The Design of the Natural: A Complexity in Designed Landscapes


The Design of the Natural: A Complexity in Designed Landscapes
By Joel Pominville


Homage to El Lissitzky - Lucien den Arend


            There is an incredible complexity in designing landscape that results in several solutions. All solutions maintain a manmade element, but some are able to overlook the manmade by attracting the eye with a form or design that is so seamlessly naturalistic looking. Some designs are manmade materialistically, but, in form, they push the eye into seeing a natural form. And others remain so unnatural that they begin to push away any human attraction at all.
            
A perfect example of the first solution is Lucien den Arend’s Homage to El Lissitzky. Lucien den Arend, a sculptor born in the Netherlands and raised in California, was asked to create a land sculpture outside of the test center of the national Road and Transport Department of the Netherlands. It would serve not only as a sculpture, a landmark, but it would serve as a sound barrier for the center. His solution was a mass of formed earth in a crescent shape across the road from the test center. This is a great example of the first solution as it is manmade, but seems as if some strange movement in the tectonic plates of earth could have created it in that very spot. I applaud den Arend for creating such a simple and elegant form that does not feel out of place as it serves the needs of the clientele as well.
            
Maritime Youth Center - Bjarke Ingels Group
One can look to Bjarke Ingels Group for evidence of the second solution. The Maritime Youth House in Copenhagen designed by BIG was a conceptually driven form that began to take shape as a landscape of its own. In order to cover up a bad area of ground on the site, they took a flat plane and created a sloping, morphing plane that broke away from the ground using push and pull diagramming. The slope took on materiality with many long planks of wood creating these sloping surfaces. Where the plane “rises” up, they allowed for air-conditioned space for the clientel. I find this project so astounding, not only architecturally, but naturalistically as well. Although they were not asked to design landscape, they designed an artificial landscape that addresses nature in a formatic way, not so much materialistically. 
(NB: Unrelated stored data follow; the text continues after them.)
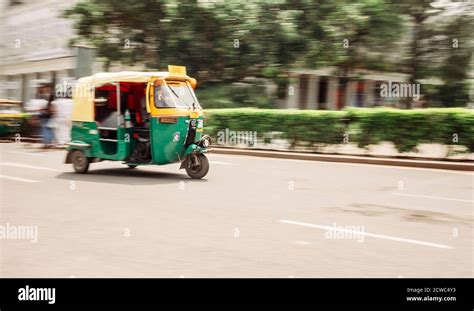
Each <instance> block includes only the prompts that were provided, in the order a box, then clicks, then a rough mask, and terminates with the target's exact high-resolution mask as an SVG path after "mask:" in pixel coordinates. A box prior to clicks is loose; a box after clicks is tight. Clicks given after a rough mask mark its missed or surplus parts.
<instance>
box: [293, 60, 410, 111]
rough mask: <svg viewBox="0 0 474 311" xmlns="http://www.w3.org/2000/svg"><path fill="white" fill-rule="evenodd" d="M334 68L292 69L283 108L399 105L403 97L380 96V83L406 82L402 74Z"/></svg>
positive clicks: (405, 74)
mask: <svg viewBox="0 0 474 311" xmlns="http://www.w3.org/2000/svg"><path fill="white" fill-rule="evenodd" d="M337 71H338V70H337V68H335V67H327V68H321V69H316V70H311V69H300V70H293V71H291V77H290V81H291V82H290V89H289V91H288V93H287V98H286V102H285V103H284V106H285V107H284V108H294V109H328V110H338V109H343V108H345V107H376V106H389V107H400V106H401V105H402V100H403V98H394V97H381V96H380V86H381V84H383V83H388V82H389V81H390V82H391V83H392V84H395V83H407V82H408V75H406V74H403V73H388V72H375V71H368V70H359V71H356V72H355V73H353V75H352V77H350V78H344V77H340V76H338V75H337Z"/></svg>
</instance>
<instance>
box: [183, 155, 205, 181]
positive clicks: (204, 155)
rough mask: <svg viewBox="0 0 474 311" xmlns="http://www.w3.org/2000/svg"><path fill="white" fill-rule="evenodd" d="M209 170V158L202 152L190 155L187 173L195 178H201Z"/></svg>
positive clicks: (190, 175)
mask: <svg viewBox="0 0 474 311" xmlns="http://www.w3.org/2000/svg"><path fill="white" fill-rule="evenodd" d="M207 172H209V160H208V159H207V157H206V156H205V155H204V154H202V153H197V154H191V155H189V159H188V164H187V165H186V173H188V175H189V177H191V178H194V179H201V178H203V177H204V176H206V174H207Z"/></svg>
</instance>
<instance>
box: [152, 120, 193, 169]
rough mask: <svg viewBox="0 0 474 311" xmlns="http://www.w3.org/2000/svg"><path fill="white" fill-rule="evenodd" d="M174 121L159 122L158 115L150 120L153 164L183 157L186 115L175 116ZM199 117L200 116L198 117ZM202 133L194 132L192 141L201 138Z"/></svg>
mask: <svg viewBox="0 0 474 311" xmlns="http://www.w3.org/2000/svg"><path fill="white" fill-rule="evenodd" d="M176 118H177V122H176V123H171V124H169V123H160V121H159V118H158V117H153V118H152V120H151V125H150V127H151V139H152V147H151V148H152V156H153V163H155V164H168V163H174V162H180V161H181V160H184V157H185V151H186V150H185V148H184V145H185V142H186V137H187V134H188V128H189V120H190V118H189V117H188V116H180V117H176ZM199 119H201V118H199ZM201 136H202V133H201V132H196V138H195V140H194V141H197V140H199V139H201Z"/></svg>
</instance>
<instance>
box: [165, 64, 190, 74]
mask: <svg viewBox="0 0 474 311" xmlns="http://www.w3.org/2000/svg"><path fill="white" fill-rule="evenodd" d="M168 72H169V73H170V75H173V76H186V75H187V74H186V67H184V66H172V65H168Z"/></svg>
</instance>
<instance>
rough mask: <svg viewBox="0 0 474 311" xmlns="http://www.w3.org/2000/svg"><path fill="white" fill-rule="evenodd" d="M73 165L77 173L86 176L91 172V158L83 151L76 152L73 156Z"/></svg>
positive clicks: (77, 150) (79, 150) (72, 164)
mask: <svg viewBox="0 0 474 311" xmlns="http://www.w3.org/2000/svg"><path fill="white" fill-rule="evenodd" d="M71 160H72V165H73V167H74V170H75V171H76V173H79V174H85V173H87V171H88V170H89V158H88V157H86V155H85V154H84V152H82V151H81V150H74V151H73V152H72V154H71Z"/></svg>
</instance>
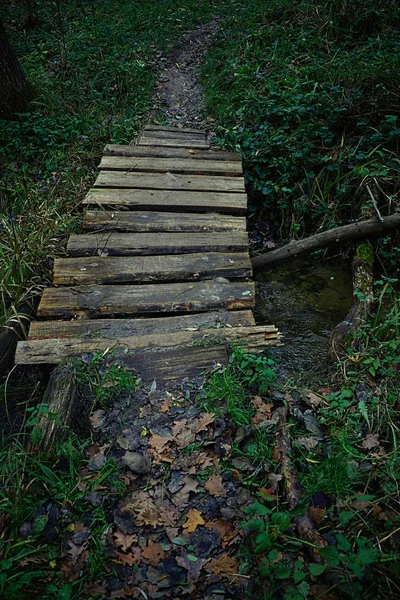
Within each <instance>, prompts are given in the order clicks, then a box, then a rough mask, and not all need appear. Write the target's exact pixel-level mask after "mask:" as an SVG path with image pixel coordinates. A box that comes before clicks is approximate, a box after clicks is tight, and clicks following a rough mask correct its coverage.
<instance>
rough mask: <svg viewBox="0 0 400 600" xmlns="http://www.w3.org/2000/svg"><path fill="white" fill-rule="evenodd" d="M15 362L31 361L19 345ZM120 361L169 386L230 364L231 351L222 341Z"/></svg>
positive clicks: (172, 349)
mask: <svg viewBox="0 0 400 600" xmlns="http://www.w3.org/2000/svg"><path fill="white" fill-rule="evenodd" d="M77 358H79V355H78V356H77ZM36 360H37V359H36ZM16 361H18V364H29V363H32V361H30V360H29V358H28V356H27V355H26V354H25V352H20V348H18V349H17V356H16ZM20 361H25V362H20ZM47 361H48V362H47ZM118 361H119V363H123V364H125V365H126V366H128V367H131V368H133V369H135V371H136V372H137V373H138V374H140V376H142V377H143V378H144V379H150V380H154V379H156V381H157V383H158V384H165V385H168V383H169V382H176V381H179V380H182V379H184V378H188V379H189V380H193V379H194V378H195V377H198V376H199V375H201V374H202V372H203V370H204V369H209V368H211V367H213V366H216V365H223V364H227V363H228V353H227V348H226V346H225V345H223V344H220V345H217V346H189V347H181V348H172V349H163V350H161V351H157V350H155V351H151V352H139V353H134V354H129V353H128V354H124V353H122V354H120V355H119V356H118ZM40 362H41V363H42V364H56V362H55V361H54V358H52V357H49V358H48V359H47V358H46V357H45V356H41V357H40Z"/></svg>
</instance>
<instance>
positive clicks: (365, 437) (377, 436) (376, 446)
mask: <svg viewBox="0 0 400 600" xmlns="http://www.w3.org/2000/svg"><path fill="white" fill-rule="evenodd" d="M379 444H380V442H379V435H378V434H377V433H374V434H372V433H368V434H367V435H366V437H365V440H364V441H363V443H362V444H361V446H362V447H363V448H365V449H366V450H371V448H377V447H379Z"/></svg>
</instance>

Hualien Beach Resort - Bjarke Ingels Group

Another project by BIG worth mentioning is the Hualien Beach Resort project in the process of being completed and juried to be constructed. This project, seen next to the Maritime Youth House, has more of a naturalistic materiality. However, it is even more so natural in the way the designer has decided the form. Bravo to the Bjarke Ingels teams for designing in a way that did not hide the artificiality of the project, but respecting the nature in which we consume with designs.
            
Villa Garden - Gabriel Guevrekian

The last solution left to mention is a much less appealing, and less natural solution. It is a result of over control of the form and function of the landscape that, in a way, destroys any kind of feeling of nature. This ties directly into my blog post about the cubist gardens. I discovered through analysis that there seemed to be a very cold nature to the cubist gardens by Gabriel Guevrekian. It is a result of controlling the design solution to the extent that it loses all original intentions and natural precedents that existed prior to the design. In a way, this result of designing landscape is the least desirable. There was a time in design that it was normal to create new ideas of natural elements. But, in my opinion, the complete human control and manipulation of landscape and disregard for the preexisting nature should never be welcome.